罰がなければ、逃げる愉しみもない。昔読んだ小説の冒頭が、ふと頭に浮かんだ。罰、逃げる愉しみ。ちょうど、逃げる準備が整ったタイミングだった。
振り返って見ればそれは不毛なことのように映るが、僕は逃げるために努力を続けてきた。後ろから迫り来る、足音が堪らなくいやだった。僕は逃げるための道を模索するようになった。しかし、逃げることは覚悟がいる以上に、非常に難しかった。共に逃げようとした仲間達は、一人また一人と諦めていった。僕だけが、アンディ・デュフレーンだった。
逃げようとする僕を、すれ違う人は訝しがった。この人は、どうして逃げるんだろう? この人は、どうして諦めないんだろう? 視線は針になって、私の節々を刺した。それはとても辛く、とても苦しかった。しかし、僕は逃げた先の世界だけを思って、一心不乱に準備をした。手段は選ばなかった。身体に突き刺された針さえをも、体内から取り出して道具にした。

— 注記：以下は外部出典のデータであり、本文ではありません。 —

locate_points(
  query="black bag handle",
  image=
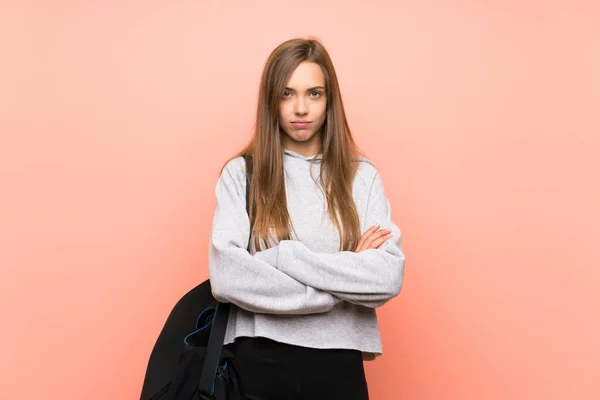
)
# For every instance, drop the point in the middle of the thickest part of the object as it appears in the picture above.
(219, 325)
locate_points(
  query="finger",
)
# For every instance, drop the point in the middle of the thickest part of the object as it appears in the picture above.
(378, 238)
(375, 236)
(366, 235)
(380, 241)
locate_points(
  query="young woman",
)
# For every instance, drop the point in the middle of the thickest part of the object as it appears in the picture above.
(323, 250)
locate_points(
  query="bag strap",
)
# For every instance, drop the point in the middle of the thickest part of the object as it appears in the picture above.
(219, 326)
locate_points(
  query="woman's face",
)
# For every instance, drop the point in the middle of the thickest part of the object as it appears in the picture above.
(302, 109)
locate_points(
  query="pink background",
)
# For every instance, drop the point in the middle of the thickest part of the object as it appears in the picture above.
(482, 116)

さて、逃げる件は整った。しかし、言葉が私を押し止める。罰がなければ、逃げる愉しみもない。罰とは、一体なんだろう? 逃げる愉しみとは、一体なんだろう? この穴は、全く新しい世界へと繋がっている。希望の道。希望の道だと思っていた……僕は入り口の前で、その言葉の意味について考えている。